Monday, Nov. 22, 1937

Statues

Dedicated last week were two big statues of two big men:

P: While hordes of moppets in San Francisco's Chinatown did a thriving business shining shoes, promising to turn over their nickels to the China war relief fund, their elders gathered in St. Mary's Square to gaze at a massive, glittering simulacrum of Dr. Sun Yatsen, the Christian scholar and republican hero who ended Manchu rule in China in 1912. Nearly 20 feet tall on its pedestal, the figure has head, hands and feet of red granite, body of stainless steel, cold-hammered to the shape of a military tunic and mandarin's skirt. Materials were provided by the Kuomintang (Chinese Nationalist Party) in the U. S. Labor was WPA. The sculptor, who claimed to be the first to use stainless steel as a sculptural medium, was Beniamino Bufano, tough, visionary little Italian whose greatest ambition is to build San Francisco a 180-ft. statue of St. Francis of Assisi (TIME, Feb. 15). Many an old Chinese who suns himself daily in St. Mary's Square can remember Sun Yat-sen during his residence in San Francisco about 30 years ago; Sculptor Bufano can remember living in his Canton household for several months in 1922.

P: In London's Whitehall, day before Armistice Day, no unseemly shrieks (see p. 25) disturbed the ceremony as curtains parted to reveal the late handsome Field Marshal George Alexander Eugene Douglas, Earl Haig in conservative bronze.
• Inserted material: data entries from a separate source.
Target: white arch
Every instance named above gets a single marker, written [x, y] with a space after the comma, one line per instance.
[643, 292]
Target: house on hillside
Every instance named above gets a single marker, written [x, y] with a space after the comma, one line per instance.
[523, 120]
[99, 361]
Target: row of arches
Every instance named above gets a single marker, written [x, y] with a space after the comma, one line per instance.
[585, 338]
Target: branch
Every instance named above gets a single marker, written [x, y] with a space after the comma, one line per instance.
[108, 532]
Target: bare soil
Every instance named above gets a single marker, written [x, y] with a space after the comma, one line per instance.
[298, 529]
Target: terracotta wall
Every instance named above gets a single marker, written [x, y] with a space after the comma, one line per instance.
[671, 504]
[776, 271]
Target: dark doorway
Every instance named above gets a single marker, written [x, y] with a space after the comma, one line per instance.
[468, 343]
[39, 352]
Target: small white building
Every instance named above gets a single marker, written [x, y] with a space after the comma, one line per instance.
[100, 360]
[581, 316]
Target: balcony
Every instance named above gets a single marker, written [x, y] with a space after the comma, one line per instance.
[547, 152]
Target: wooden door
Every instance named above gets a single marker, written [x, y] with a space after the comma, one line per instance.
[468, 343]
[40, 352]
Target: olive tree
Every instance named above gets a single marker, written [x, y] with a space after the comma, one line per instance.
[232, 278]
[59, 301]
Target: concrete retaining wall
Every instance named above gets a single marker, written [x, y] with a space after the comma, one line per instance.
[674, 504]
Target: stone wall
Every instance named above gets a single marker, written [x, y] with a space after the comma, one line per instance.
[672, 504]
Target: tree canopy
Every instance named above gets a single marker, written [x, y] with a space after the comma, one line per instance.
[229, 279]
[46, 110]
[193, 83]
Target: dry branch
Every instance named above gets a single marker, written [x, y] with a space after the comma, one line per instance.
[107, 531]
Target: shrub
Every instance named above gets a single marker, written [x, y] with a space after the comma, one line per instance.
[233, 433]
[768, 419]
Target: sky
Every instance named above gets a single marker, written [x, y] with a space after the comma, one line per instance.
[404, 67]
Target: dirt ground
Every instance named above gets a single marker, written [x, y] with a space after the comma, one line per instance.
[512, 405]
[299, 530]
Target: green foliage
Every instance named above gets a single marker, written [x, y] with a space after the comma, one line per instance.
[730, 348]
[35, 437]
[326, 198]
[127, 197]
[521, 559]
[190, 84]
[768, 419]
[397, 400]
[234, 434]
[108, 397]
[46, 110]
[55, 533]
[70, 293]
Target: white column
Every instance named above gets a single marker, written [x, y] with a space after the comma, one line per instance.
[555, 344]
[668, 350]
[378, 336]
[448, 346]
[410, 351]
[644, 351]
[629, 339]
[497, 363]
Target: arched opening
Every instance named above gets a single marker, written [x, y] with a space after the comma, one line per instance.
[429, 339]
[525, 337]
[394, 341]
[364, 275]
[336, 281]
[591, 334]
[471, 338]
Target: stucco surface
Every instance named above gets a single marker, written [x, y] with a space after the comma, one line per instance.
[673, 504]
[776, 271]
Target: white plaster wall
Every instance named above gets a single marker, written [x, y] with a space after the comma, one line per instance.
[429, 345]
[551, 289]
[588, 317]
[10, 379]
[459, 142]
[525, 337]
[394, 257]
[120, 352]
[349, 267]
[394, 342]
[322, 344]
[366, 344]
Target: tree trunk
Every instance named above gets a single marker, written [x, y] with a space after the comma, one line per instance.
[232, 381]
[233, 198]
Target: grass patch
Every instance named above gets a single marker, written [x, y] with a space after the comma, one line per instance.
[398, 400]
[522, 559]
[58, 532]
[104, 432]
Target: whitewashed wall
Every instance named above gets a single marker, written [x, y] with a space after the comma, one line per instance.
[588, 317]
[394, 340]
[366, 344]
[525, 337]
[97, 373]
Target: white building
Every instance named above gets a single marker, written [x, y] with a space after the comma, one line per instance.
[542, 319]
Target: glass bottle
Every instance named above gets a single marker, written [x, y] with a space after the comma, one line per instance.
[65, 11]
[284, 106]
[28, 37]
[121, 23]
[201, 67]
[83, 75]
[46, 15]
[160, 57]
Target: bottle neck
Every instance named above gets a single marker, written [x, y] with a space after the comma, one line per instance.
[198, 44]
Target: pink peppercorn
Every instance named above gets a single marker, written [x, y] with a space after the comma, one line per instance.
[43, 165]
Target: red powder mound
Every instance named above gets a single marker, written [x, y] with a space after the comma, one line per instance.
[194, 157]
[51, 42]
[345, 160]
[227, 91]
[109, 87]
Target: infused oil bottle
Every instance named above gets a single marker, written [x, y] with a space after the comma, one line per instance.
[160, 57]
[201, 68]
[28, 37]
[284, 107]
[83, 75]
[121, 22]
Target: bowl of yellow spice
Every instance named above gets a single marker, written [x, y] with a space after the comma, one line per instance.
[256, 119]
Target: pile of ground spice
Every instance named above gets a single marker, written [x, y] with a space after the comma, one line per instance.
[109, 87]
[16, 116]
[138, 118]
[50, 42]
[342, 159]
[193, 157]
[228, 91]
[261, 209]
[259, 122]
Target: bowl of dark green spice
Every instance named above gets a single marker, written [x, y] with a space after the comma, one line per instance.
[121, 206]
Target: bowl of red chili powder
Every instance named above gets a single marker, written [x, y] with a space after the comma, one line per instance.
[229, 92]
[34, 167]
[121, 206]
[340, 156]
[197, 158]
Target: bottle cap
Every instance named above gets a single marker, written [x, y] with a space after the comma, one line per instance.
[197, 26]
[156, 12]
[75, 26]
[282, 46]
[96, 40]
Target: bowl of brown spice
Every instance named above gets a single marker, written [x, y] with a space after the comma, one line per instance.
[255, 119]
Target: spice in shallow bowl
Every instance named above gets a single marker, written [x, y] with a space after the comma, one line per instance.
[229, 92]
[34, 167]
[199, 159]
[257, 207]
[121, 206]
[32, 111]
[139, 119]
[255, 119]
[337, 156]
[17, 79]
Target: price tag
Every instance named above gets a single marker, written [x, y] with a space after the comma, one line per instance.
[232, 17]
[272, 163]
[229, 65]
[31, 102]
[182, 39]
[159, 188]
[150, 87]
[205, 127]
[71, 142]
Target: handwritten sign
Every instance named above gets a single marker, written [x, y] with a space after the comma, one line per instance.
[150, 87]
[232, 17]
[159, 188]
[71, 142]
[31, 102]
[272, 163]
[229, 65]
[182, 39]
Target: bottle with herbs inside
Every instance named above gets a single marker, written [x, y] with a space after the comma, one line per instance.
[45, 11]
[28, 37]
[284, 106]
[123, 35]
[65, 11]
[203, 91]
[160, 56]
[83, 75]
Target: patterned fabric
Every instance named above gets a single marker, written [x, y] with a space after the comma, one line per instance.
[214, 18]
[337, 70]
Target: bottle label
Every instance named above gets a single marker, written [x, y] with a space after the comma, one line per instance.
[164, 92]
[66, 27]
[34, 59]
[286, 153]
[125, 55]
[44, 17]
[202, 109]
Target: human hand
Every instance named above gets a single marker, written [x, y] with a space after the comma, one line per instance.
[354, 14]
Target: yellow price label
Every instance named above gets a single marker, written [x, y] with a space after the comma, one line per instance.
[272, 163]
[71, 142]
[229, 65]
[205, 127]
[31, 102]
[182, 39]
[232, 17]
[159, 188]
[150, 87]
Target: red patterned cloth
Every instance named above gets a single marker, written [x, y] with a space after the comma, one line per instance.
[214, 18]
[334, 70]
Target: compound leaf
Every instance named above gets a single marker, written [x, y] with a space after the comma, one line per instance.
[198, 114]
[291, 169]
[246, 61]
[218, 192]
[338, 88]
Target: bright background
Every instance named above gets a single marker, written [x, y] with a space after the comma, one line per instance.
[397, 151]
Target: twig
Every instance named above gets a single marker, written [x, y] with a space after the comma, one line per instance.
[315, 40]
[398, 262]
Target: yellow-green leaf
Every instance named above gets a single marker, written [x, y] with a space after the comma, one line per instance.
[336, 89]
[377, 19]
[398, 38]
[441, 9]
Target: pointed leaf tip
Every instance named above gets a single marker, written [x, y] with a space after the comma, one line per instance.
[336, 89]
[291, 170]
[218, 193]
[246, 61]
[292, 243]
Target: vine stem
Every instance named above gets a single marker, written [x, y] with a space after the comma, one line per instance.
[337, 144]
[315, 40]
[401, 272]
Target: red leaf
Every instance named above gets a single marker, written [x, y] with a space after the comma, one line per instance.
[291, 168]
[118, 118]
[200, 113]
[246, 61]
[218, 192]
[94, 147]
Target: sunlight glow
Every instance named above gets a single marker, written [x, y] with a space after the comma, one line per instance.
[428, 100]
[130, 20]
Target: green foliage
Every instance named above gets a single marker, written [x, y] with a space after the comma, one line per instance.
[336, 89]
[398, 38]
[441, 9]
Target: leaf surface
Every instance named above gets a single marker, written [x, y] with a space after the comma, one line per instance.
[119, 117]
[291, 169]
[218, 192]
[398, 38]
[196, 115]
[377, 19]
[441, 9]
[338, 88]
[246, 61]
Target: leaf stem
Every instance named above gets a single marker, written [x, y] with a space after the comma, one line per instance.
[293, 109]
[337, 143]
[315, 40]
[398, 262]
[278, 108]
Conservative was the mildest word many British artists had for this third effort of Sculptor Alfred Frank Hardiman, A. R. A., who has been badgered for eight years about his designs. His version of the field marshal's cavalry horse was once described by Lady Haig as "monstrous." She also considered it unnatural that the field marshal's head should be hatless. From the ceremony last week, performed by the Duke of Gloucester in the presence of 2,000 military and 2,000 ex-service men who were lucky enough to live through Haig's battles of the Somme and Passchendaele, Lady Haig was absent.